The infamous stock option renegotiations were once again surfaced as well, but the article failed to point out that a grand total of four employees, out of thousands, were affected.
But the article also points out the perks. I’ve never had perks like this:
The company has added data centers and expanded teams to ease the burden on its engineers. It is also encouraging managers to schedule a bigger buffer between project phases and to give teams the week off before a game’s debut. Zynga — which offers employee perks like acupuncture, Friday happy hours and a cafeteria with organic food — is also spending millions on focus groups and other initiatives to strengthen its manager training programs.

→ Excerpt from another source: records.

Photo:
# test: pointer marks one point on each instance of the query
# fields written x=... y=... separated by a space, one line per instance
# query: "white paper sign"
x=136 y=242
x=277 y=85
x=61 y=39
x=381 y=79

Zynga dispenses lavish gifts like vacations and $100,000 in vested stock. After the game Mafia Wars reached a milestone two years ago, Zynga sent the team to Las Vegas to celebrate, buying some 80 plane tickets and providing $500 in cash for each person and luxury hotel accommodations, according to one former senior employee.
Next, rival Electronic Arts’ fingerprints are all over this story. There are two quotes from EA executives:
“I expect a lot of game and tech companies will begin recruiting Zynga’s talent after their equity becomes liquid,” said Gabrielle Toledano, head of human resources for Electronic Arts. “Competitors will make the case that they offer much more compelling opportunities for creative people.”
“We’ve learned that when companies treat talent as a commodity, the consequences are severe,” said Ms. Toledano of Electronic Arts. “It takes years to repair a reputation.” (probably referring to this EA lawsuit)
And there’s also a quote by famous venture capitalist Roger McNamee saying Zynga will end up a cautionary tale (McNamee, with all due respect, is the man who predicted Palm would kill the iPhone).
“Zynga should be an example of entrepreneurship at its best,” said Roger McNamee, a co-founder of the venture capital firm Elevation Partners. “Instead it’s going to be a Harvard Business School case study on founder overreach — this will be a cautionary tale.”
The fact that McNamee’s former founding partner at Elevation Partners, John Riccitiello, is now the CEO of EA, isn’t mentioned. Nor is the fact that Elevation Partners tried at one point to invest in Zynga.
And Zynga, in the IPO quiet period, can’t do a damn thing to fight back.
All’s fair in love and war, and with the hundred plus former EA employees and executives now at Zynga, I’m not surprised they’re fighting back. But the New York Times should have known better than to become a tool for EA. That article just smells bad.